Como puede inferirse de esta crónica de situaciones y personajes, todo el proceso ilustra más sobre las realidades de Venezuela que 20 discursos. En la exposición de Maracaibo estaban presentes seis de las antiguas "siete hermanas", de las cuales una, la Chevron-Texaco, es la quinta del mundo hoy, pero despliega tal dinamismo, que pronto ascenderá por la escalera jerárquica. No parece haberle ido mal al imperialismo yanqui en nuestro país, cuando empresas suyas tan emblemáticas como la ya varias veces mencionada Chevron y otras, tales como la British Petroleum Amoco, la Conoco-Phillips, de una familia tan heráldica para el capitalismo gringo como la de los Dupont de Nemours y la Unocal, californiana muy cercana a míster George W. Bush, fueron a tal cita.

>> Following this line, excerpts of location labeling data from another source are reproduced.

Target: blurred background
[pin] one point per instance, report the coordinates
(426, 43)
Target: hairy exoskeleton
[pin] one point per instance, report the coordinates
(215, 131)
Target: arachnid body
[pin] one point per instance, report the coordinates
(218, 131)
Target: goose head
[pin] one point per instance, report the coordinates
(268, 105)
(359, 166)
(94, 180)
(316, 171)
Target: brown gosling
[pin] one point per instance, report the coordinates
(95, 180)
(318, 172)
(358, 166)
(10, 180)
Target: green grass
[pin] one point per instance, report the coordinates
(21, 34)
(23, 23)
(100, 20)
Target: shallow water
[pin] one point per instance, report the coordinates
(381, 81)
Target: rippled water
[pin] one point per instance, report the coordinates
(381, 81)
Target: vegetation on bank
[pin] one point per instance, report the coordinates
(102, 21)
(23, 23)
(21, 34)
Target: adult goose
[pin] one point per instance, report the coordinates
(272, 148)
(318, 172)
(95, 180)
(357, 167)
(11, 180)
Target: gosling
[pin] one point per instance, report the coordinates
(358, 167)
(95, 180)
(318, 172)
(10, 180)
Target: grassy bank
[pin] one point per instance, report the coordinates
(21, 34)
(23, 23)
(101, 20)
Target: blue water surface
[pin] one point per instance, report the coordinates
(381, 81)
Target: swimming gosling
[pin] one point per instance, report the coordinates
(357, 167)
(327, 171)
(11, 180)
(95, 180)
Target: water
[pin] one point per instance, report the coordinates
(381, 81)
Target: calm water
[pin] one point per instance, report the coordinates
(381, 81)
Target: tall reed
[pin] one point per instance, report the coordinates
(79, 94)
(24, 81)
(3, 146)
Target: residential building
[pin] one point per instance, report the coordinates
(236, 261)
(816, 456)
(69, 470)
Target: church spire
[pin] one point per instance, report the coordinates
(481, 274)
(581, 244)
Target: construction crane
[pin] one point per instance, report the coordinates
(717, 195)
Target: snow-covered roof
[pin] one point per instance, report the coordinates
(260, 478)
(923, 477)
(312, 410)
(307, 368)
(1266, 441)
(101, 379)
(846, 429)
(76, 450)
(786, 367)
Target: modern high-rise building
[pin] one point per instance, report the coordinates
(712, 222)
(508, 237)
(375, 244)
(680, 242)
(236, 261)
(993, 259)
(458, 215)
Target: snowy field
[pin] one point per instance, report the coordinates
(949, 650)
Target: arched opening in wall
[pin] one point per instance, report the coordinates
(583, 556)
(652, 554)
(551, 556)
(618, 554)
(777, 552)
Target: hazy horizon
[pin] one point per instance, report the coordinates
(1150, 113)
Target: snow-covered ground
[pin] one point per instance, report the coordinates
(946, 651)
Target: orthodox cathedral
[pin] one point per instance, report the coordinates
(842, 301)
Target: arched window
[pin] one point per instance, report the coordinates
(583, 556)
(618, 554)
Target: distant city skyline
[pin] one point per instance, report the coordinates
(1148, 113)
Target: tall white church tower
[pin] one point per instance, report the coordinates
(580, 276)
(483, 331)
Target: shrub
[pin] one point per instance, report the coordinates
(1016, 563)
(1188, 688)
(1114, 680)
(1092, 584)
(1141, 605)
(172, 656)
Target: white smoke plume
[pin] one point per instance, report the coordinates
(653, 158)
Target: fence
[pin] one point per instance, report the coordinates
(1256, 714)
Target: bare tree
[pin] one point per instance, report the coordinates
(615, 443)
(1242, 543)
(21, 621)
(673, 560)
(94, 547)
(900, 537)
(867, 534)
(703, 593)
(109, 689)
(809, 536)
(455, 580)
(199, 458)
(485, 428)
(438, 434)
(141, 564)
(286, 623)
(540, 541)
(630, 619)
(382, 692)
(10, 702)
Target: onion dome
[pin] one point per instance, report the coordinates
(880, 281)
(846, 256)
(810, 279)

Estaban también en Maracaibo, aunque no son norteamericanas, la Total, de Francia, y la Petrobras, de Brasil, que tienen la curiosa particularidad de estar a la cabeza del mundo en técnicas para la prospección y explotación de yacimientos situados debajo de mares o lagos. Una coincidencia inocente: las reservas aún no explotadas en la cuenca de Maracaibo parecen yacer bajo el Lago, cuyas aguas, gracias a Dios, son poco profundas. La comedia es divertida, pero, por desgracia para quienes la gozan, dura poco.